Crónica de uma miséria anunciada

 

 

 

As políticas do Governo estão a dar resultados: Os salários em Portugal baixaram em termos absolutos pela primeira vez em 14 anos.

 

Para quem ainda acha que os actuais ministros são um bando de incompetentes, pensem de novo. O Passos, o Álvaro, a Cristas... sim, há ali muita incompetência e muita indigência intelectual. Todos esses incompetentes servem para mascarar um programa de engenharia social que está a transformar a forma como vivemos. Ninguém acredita que tal bando de energúmenos tenha capacidade para pensar em algo assim. A ideia é mesmo essa, a criação de todo um programa que passa despercebido à maioria das pessoas. 

 

Isto não são políticas de redução de despesa pública: ela não tem sido reduzida. Não são políticas para colocar as finanças na ordem... são políticas de empobrecimento, de manipulação grosseira do valor do preço da mão-de-obra, e por arrasto, dos "mercados".

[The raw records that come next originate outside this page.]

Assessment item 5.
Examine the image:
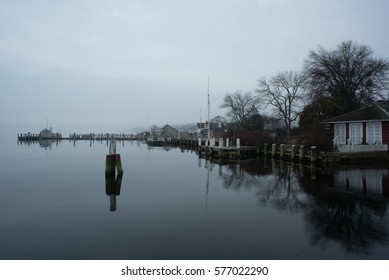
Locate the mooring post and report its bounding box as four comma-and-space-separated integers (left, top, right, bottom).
271, 144, 277, 158
105, 139, 123, 175
311, 146, 317, 162
280, 144, 285, 158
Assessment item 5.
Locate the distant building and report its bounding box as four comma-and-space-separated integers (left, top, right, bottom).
161, 124, 178, 138
324, 101, 389, 152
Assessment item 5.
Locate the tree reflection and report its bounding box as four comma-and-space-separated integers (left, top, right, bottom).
214, 161, 389, 254
300, 175, 389, 254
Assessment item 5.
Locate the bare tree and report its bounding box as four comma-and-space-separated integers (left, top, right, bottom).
220, 90, 260, 125
256, 71, 305, 138
305, 41, 389, 112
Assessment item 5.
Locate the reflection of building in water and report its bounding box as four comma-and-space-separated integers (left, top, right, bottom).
334, 169, 389, 195
39, 139, 58, 150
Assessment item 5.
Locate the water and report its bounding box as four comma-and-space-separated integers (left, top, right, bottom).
0, 139, 389, 260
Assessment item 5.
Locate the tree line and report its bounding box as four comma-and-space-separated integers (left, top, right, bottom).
220, 41, 389, 148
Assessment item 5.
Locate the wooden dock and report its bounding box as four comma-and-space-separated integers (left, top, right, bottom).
198, 140, 340, 164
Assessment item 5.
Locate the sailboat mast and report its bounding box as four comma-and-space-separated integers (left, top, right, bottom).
207, 77, 211, 146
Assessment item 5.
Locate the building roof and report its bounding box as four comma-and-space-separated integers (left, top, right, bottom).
324, 101, 389, 123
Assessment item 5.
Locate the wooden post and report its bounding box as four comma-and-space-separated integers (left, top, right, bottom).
290, 145, 296, 161
280, 144, 285, 158
311, 146, 317, 163
299, 145, 304, 162
115, 154, 123, 175
271, 144, 277, 158
105, 155, 115, 175
105, 139, 123, 175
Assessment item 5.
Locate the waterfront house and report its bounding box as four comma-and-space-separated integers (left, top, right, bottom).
324, 101, 389, 152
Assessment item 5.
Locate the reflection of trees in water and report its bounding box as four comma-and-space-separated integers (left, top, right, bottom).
300, 175, 389, 254
222, 162, 306, 212
215, 162, 389, 254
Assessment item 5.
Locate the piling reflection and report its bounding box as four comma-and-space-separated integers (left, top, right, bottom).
105, 173, 123, 212
203, 160, 389, 254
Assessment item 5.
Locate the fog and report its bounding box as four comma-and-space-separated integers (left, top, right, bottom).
0, 0, 389, 136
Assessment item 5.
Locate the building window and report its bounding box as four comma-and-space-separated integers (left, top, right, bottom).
348, 123, 363, 144
334, 123, 346, 146
366, 122, 382, 144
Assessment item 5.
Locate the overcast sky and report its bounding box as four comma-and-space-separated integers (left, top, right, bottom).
0, 0, 389, 134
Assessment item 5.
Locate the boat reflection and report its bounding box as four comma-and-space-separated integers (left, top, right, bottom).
203, 160, 389, 254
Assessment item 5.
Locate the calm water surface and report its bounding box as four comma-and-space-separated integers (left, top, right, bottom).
0, 140, 389, 259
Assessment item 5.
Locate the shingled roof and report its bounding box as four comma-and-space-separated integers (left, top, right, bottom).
324, 101, 389, 123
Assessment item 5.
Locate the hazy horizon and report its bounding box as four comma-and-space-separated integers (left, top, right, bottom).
0, 0, 389, 134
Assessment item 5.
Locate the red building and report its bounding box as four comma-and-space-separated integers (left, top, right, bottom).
324, 101, 389, 152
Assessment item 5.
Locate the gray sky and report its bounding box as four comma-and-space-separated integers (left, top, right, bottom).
0, 0, 389, 134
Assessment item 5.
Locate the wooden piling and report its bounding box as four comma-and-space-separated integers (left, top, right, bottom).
271, 144, 277, 158
311, 146, 317, 163
299, 145, 304, 162
280, 144, 285, 158
290, 145, 296, 161
115, 154, 123, 175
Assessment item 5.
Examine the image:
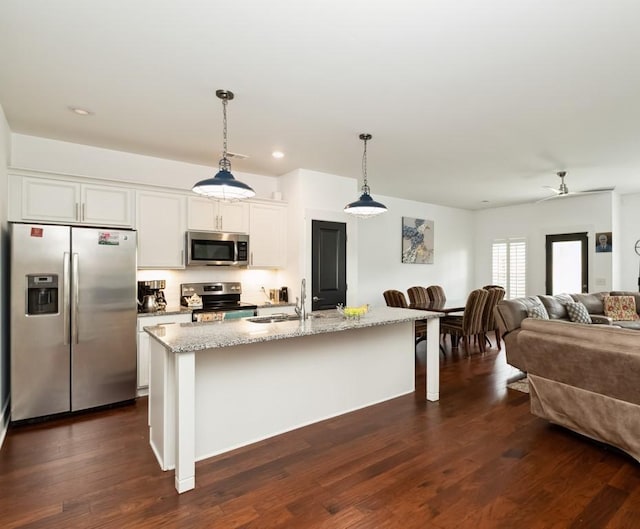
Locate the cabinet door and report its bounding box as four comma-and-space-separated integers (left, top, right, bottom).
218, 202, 249, 233
136, 191, 186, 268
249, 204, 287, 268
20, 177, 80, 222
80, 184, 133, 227
187, 197, 249, 233
187, 197, 218, 231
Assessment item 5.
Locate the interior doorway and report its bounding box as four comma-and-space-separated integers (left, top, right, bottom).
546, 232, 589, 295
311, 220, 347, 310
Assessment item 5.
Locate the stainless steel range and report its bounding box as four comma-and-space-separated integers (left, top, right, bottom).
180, 282, 258, 321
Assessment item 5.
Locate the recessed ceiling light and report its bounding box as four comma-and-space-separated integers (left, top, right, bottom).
69, 107, 93, 116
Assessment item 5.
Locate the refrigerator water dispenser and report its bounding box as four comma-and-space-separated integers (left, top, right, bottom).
27, 274, 58, 316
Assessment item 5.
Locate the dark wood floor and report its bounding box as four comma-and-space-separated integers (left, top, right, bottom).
0, 340, 640, 529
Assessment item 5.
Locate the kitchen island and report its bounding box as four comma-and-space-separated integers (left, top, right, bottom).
145, 307, 442, 492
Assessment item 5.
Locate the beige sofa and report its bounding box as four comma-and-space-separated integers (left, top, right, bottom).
517, 318, 640, 461
494, 291, 640, 371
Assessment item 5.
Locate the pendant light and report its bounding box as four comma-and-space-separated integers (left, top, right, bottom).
192, 90, 256, 201
344, 134, 387, 219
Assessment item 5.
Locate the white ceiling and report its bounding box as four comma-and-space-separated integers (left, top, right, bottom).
0, 0, 640, 209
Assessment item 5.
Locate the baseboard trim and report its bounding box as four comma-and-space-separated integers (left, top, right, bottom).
0, 398, 9, 450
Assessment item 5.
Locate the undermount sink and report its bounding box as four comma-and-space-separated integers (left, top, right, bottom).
247, 314, 300, 323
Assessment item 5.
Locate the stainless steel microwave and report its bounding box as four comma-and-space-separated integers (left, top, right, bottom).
185, 231, 249, 266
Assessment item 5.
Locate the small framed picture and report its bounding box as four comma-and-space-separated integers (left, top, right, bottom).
596, 231, 613, 253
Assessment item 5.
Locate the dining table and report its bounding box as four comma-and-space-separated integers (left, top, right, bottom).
409, 299, 467, 348
409, 299, 467, 315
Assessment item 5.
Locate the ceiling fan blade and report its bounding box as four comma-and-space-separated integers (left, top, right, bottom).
535, 194, 567, 204
578, 186, 615, 195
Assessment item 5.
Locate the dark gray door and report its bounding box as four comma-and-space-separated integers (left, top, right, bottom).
546, 232, 589, 295
311, 220, 347, 310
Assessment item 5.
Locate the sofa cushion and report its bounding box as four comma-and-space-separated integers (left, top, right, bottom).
604, 296, 640, 321
609, 290, 640, 314
565, 303, 591, 323
527, 305, 549, 320
538, 294, 573, 320
571, 292, 609, 314
493, 296, 544, 336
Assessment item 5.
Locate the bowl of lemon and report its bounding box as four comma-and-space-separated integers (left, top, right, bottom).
336, 305, 369, 320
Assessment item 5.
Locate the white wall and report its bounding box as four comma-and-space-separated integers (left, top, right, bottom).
474, 193, 621, 295
0, 107, 11, 445
281, 169, 474, 305
358, 195, 481, 305
617, 193, 640, 292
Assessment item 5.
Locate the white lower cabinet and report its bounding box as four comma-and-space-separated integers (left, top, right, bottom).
138, 312, 191, 396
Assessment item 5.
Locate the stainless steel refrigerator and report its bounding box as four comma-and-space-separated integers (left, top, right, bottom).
9, 223, 137, 421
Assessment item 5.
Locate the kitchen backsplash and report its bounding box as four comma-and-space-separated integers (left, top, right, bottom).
138, 266, 285, 307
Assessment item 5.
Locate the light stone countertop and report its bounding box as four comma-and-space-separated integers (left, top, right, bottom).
144, 307, 444, 353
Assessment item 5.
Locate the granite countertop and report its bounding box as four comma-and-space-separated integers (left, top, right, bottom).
145, 307, 444, 353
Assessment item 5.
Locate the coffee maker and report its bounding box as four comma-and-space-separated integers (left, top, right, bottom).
138, 279, 167, 312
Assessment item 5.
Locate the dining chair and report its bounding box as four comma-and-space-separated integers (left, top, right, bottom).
382, 290, 409, 309
427, 285, 447, 301
440, 288, 489, 354
482, 287, 505, 351
407, 287, 431, 309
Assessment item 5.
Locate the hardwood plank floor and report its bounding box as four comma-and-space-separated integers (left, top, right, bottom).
0, 340, 640, 529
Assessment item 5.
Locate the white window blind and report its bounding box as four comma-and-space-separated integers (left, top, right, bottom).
491, 238, 527, 299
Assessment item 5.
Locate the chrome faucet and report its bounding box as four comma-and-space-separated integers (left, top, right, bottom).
296, 278, 307, 321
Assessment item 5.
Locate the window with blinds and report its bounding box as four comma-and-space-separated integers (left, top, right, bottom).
491, 239, 527, 299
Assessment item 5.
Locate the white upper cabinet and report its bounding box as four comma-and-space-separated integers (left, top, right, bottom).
249, 203, 287, 268
136, 191, 187, 268
80, 184, 133, 226
9, 175, 133, 227
187, 197, 249, 233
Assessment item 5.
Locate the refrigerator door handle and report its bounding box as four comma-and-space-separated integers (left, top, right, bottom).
62, 252, 71, 345
71, 253, 80, 344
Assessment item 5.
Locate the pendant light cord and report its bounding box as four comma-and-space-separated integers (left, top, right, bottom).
219, 98, 231, 171
362, 137, 369, 195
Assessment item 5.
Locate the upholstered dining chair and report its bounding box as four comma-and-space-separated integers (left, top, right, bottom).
482, 287, 505, 351
427, 285, 447, 301
382, 290, 409, 309
440, 288, 489, 354
407, 287, 431, 309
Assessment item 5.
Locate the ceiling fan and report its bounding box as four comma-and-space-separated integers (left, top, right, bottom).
538, 171, 615, 202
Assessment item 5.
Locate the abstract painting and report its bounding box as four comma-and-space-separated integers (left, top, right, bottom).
402, 217, 433, 264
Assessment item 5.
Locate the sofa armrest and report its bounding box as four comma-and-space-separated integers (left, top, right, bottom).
589, 314, 613, 325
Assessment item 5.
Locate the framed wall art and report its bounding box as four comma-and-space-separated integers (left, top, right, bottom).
402, 217, 434, 264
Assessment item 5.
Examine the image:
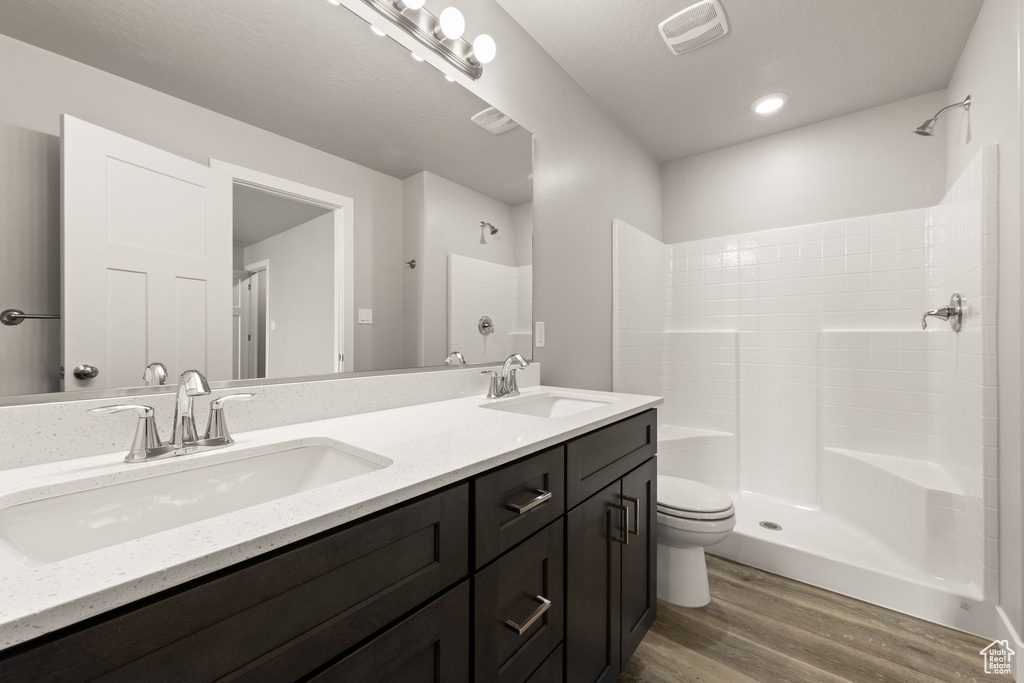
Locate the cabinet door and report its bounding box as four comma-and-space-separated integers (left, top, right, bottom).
312, 582, 470, 683
622, 458, 657, 666
565, 479, 628, 683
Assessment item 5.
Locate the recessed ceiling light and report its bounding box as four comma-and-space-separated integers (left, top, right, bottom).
751, 92, 790, 116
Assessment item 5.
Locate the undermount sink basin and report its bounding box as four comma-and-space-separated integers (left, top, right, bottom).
483, 393, 613, 418
0, 444, 387, 566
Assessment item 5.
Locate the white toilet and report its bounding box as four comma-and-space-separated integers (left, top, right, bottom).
657, 475, 736, 607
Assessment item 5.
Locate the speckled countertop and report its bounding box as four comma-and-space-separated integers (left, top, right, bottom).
0, 386, 662, 648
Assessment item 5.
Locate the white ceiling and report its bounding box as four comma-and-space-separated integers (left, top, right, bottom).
0, 0, 532, 205
231, 185, 331, 247
498, 0, 982, 161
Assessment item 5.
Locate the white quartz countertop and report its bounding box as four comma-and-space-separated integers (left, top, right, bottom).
0, 386, 663, 648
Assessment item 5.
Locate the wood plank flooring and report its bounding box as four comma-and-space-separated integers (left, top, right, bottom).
618, 555, 1013, 683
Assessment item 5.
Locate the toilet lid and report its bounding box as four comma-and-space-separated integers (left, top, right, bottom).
657, 475, 732, 513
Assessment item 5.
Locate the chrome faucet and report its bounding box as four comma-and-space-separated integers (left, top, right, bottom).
480, 353, 529, 398
87, 370, 256, 463
444, 351, 466, 366
170, 370, 210, 449
142, 362, 167, 386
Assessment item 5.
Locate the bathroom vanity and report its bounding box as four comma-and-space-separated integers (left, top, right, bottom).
0, 387, 659, 683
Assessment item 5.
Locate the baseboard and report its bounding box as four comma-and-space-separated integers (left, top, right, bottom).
995, 605, 1024, 681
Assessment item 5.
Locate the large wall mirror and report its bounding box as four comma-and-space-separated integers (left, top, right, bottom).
0, 0, 532, 403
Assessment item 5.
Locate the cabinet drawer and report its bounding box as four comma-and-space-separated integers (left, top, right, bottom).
0, 484, 469, 682
474, 519, 565, 683
473, 445, 565, 567
311, 582, 470, 683
565, 410, 657, 508
526, 645, 563, 683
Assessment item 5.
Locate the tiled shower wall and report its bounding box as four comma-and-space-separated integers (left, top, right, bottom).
613, 147, 997, 589
447, 254, 534, 364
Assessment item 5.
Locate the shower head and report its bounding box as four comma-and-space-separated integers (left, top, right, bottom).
480, 220, 498, 245
913, 119, 935, 137
913, 95, 971, 137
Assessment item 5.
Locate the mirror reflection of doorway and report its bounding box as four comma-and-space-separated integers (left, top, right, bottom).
232, 183, 339, 380
231, 261, 270, 380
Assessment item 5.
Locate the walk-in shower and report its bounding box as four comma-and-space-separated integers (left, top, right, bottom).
612, 147, 998, 633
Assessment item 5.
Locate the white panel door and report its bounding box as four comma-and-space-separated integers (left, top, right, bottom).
61, 115, 231, 390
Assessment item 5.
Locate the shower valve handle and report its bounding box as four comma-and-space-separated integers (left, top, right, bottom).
921, 294, 964, 332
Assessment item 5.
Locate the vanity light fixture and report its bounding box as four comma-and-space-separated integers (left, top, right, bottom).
434, 7, 466, 40
473, 33, 498, 65
751, 92, 790, 116
350, 0, 498, 81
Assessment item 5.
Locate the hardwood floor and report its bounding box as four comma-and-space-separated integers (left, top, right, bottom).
618, 556, 1013, 683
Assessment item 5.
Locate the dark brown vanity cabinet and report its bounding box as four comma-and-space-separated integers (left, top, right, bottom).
0, 411, 656, 683
565, 416, 657, 683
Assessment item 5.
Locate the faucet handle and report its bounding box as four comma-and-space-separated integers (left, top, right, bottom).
203, 393, 256, 445
505, 366, 526, 396
480, 370, 502, 398
86, 403, 164, 463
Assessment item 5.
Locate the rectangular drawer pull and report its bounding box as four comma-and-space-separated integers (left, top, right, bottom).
608, 503, 630, 546
623, 494, 640, 536
505, 595, 551, 636
505, 488, 551, 515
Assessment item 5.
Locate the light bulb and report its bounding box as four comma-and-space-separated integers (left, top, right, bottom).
437, 7, 466, 40
473, 33, 498, 65
751, 92, 790, 116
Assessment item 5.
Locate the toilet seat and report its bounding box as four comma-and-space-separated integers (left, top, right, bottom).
657, 475, 735, 521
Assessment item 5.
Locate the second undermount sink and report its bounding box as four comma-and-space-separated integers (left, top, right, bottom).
0, 441, 390, 566
483, 393, 614, 418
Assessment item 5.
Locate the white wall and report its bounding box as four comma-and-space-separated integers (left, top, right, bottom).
244, 212, 335, 377
0, 122, 60, 396
401, 173, 425, 368
0, 36, 402, 390
662, 91, 946, 243
512, 202, 534, 265
939, 0, 1024, 651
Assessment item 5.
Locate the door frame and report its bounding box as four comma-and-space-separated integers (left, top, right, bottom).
210, 159, 355, 376
245, 258, 270, 379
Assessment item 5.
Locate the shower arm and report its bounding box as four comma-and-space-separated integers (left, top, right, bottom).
932, 95, 971, 121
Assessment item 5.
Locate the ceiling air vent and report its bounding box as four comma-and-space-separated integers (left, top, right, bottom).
657, 0, 729, 54
472, 106, 519, 135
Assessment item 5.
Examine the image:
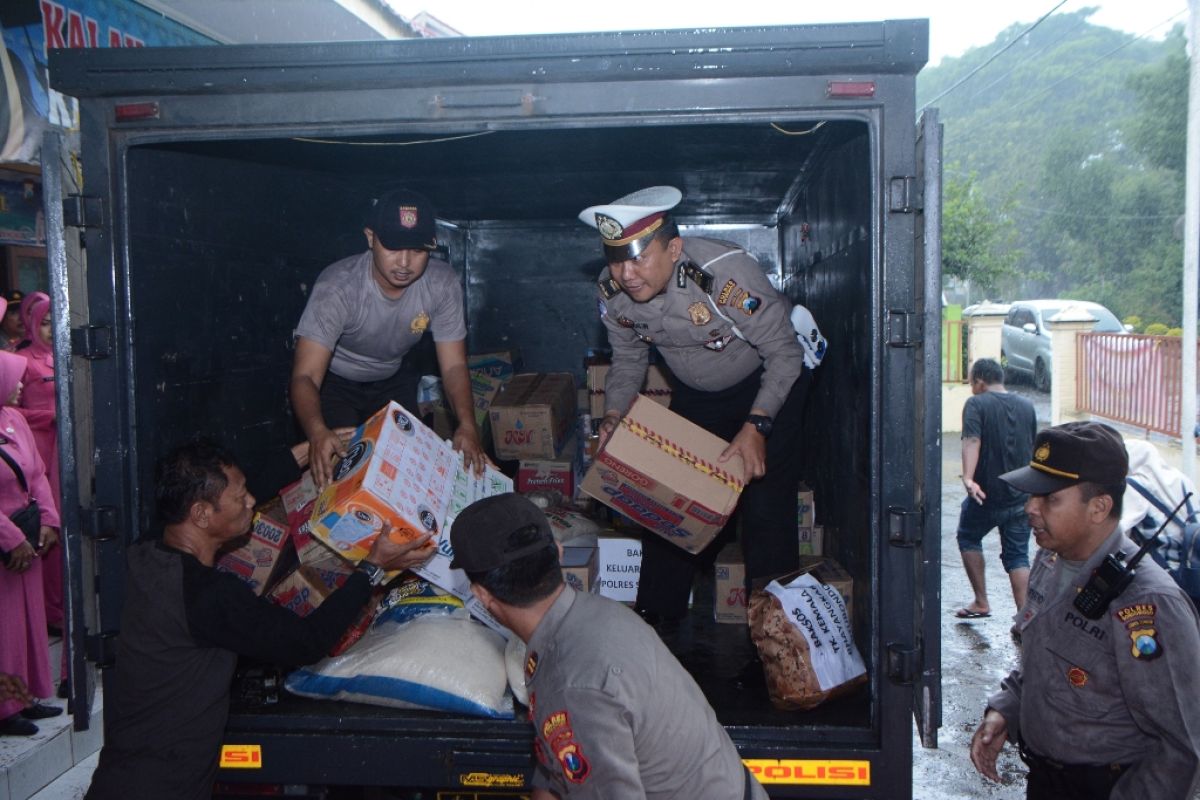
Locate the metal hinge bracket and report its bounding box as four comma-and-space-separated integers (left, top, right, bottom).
888, 506, 924, 547
888, 642, 920, 684
71, 325, 113, 361
62, 194, 104, 228
888, 308, 925, 348
888, 175, 924, 213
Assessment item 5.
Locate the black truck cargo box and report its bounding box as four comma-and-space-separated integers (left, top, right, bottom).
43, 20, 941, 799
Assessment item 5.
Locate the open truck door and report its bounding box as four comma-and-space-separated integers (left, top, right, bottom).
912, 108, 942, 747
42, 131, 100, 730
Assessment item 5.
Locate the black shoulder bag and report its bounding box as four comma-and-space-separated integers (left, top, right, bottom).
0, 437, 42, 564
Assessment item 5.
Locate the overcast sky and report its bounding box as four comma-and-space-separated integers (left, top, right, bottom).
386, 0, 1187, 65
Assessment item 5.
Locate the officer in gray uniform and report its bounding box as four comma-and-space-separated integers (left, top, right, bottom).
580, 186, 815, 622
971, 422, 1200, 800
450, 494, 767, 800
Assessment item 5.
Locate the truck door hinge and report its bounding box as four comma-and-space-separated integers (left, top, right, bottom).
888, 506, 924, 547
71, 325, 113, 361
888, 308, 925, 348
888, 642, 920, 684
888, 175, 924, 213
83, 632, 116, 669
62, 194, 104, 228
79, 506, 116, 542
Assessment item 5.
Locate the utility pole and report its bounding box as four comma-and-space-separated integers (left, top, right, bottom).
1180, 0, 1200, 483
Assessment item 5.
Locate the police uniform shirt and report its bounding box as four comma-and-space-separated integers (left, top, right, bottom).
526, 587, 767, 800
989, 529, 1200, 800
599, 237, 804, 416
295, 251, 467, 383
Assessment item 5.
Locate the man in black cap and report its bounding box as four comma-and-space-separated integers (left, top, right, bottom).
290, 190, 487, 486
971, 422, 1200, 800
450, 494, 767, 800
580, 186, 824, 622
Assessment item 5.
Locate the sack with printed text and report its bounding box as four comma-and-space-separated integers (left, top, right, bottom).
749, 573, 866, 710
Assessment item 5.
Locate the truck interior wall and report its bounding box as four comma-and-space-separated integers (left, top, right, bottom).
127, 148, 364, 530
780, 127, 886, 633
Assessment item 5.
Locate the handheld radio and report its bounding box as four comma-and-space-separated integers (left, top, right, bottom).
1074, 492, 1192, 619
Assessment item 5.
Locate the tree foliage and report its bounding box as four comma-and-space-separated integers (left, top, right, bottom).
918, 8, 1188, 325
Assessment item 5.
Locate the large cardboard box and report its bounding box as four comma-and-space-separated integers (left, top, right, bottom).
588, 363, 671, 420
797, 555, 854, 622
516, 437, 583, 500
311, 402, 460, 563
596, 535, 642, 604
491, 372, 575, 461
216, 498, 296, 595
467, 348, 521, 384
563, 547, 599, 593
583, 396, 744, 553
713, 542, 746, 625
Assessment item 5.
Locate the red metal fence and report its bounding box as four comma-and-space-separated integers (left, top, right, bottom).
1075, 333, 1183, 437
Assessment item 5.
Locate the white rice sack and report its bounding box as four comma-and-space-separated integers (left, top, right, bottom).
504, 636, 529, 705
290, 612, 512, 720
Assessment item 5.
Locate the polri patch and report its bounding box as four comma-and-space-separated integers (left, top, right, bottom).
541, 709, 592, 783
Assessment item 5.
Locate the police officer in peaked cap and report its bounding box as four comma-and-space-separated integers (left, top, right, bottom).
971, 421, 1200, 800
580, 186, 810, 622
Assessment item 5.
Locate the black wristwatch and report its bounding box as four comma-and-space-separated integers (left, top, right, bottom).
354, 559, 388, 587
746, 414, 775, 437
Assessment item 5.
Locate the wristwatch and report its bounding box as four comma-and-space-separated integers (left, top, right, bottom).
354, 559, 388, 587
746, 414, 775, 437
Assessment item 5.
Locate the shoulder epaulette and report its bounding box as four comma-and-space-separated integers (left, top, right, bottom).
676, 261, 713, 294
596, 277, 624, 300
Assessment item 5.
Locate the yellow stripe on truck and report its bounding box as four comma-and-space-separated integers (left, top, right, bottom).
742, 758, 871, 786
220, 745, 263, 770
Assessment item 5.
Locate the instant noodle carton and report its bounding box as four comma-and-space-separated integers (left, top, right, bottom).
310, 402, 461, 563
583, 395, 744, 553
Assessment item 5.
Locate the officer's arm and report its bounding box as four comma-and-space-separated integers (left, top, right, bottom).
714, 257, 804, 416
1108, 595, 1200, 800
434, 339, 491, 475
289, 336, 346, 486
547, 688, 646, 800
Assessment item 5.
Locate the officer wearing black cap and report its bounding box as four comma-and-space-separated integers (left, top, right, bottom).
580, 186, 823, 621
971, 422, 1200, 800
290, 190, 487, 486
450, 494, 767, 800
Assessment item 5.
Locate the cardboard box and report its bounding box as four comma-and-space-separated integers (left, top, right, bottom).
311, 402, 460, 564
583, 396, 743, 553
562, 547, 599, 593
467, 348, 521, 384
796, 483, 817, 528
516, 437, 583, 500
799, 525, 824, 555
796, 555, 854, 622
713, 542, 746, 625
596, 535, 642, 604
588, 363, 671, 420
491, 372, 575, 461
216, 498, 296, 595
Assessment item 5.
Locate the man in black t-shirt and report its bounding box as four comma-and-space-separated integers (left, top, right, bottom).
955, 359, 1038, 619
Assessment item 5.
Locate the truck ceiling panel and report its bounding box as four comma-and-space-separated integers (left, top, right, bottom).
152, 121, 866, 224
50, 19, 929, 97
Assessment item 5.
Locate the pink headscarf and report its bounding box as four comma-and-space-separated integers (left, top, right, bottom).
0, 350, 25, 404
20, 291, 54, 357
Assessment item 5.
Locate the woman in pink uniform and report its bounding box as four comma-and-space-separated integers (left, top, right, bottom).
0, 353, 62, 736
17, 291, 62, 632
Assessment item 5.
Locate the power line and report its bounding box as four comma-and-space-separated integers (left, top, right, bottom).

Estes liberais, que defendem que o estado tem de deixar o mercado trabalhar, estão a baixar o valor que cada trabalhador cobra pelo seu suor. É esta a solução que encontraram para combater as deslocalizações para a Ásia: se não os podemos vencer, juntamo-nos a eles.

 

Os números estão aí e demonstram-no irrefutavelmente: 

 

O número de empresas que concluiu processos de despedimento colectivo até Agosto aumentou 74% face a igual período de 2011, eliminando 5.843 empregos, segundo dados da Direcção-Geral do Emprego e das Relações do Trabalho

Todas estas políticas que visam o despedimento criam pressão sobre aqueles que trabalham fazendo com que aceitem regressões nos seus direitos e cortes nos seus salários. O recurso aos estágios é outra ferramenta de pressão, miúdos acabados de sair da faculdade, alguns deles no caso da universidade católica, têm inclusivé de pagar para ter um estágio, isto é, pagam para trabalhar. 

 

Basta! A crise tem sido uma desculpa. É preciso recentrar a discussão onde ela é importante: qual a resposta alternativa que o ocidente tem para competir com a Ásia, sem adoptar as mesmas políticas de pobreza, escravidão e miséria? A pergunta essencial é esta, o resto é folclore. Só quando houver resposta para esta pergunta é que vamos poder resolver estruturalmente o problema da crise. Já vimos que com este governo o caminho é igualar os salários na Indonésia ou na Birmânia. Precisamos de um novo governo que queira abrir os olhos às pessoas, reunir com os seus parceiros europeus, e dizer claramente que não vai salvar as grandes empresas europeias em nome da Asiatização dos seus trabalhadores. Precisamos de um governo que queira procurar outro caminho, que esteja disposto a desistir deste capitalismo autoritário alimentado a sangue, que é promovido na China e é apregoado pelo mundo fora como o exemplo da produtividade. 

Vamos continuar a enfiar a cabeça na areia e continuar preocupados em tratar os sintomas em vez de tratar a doença?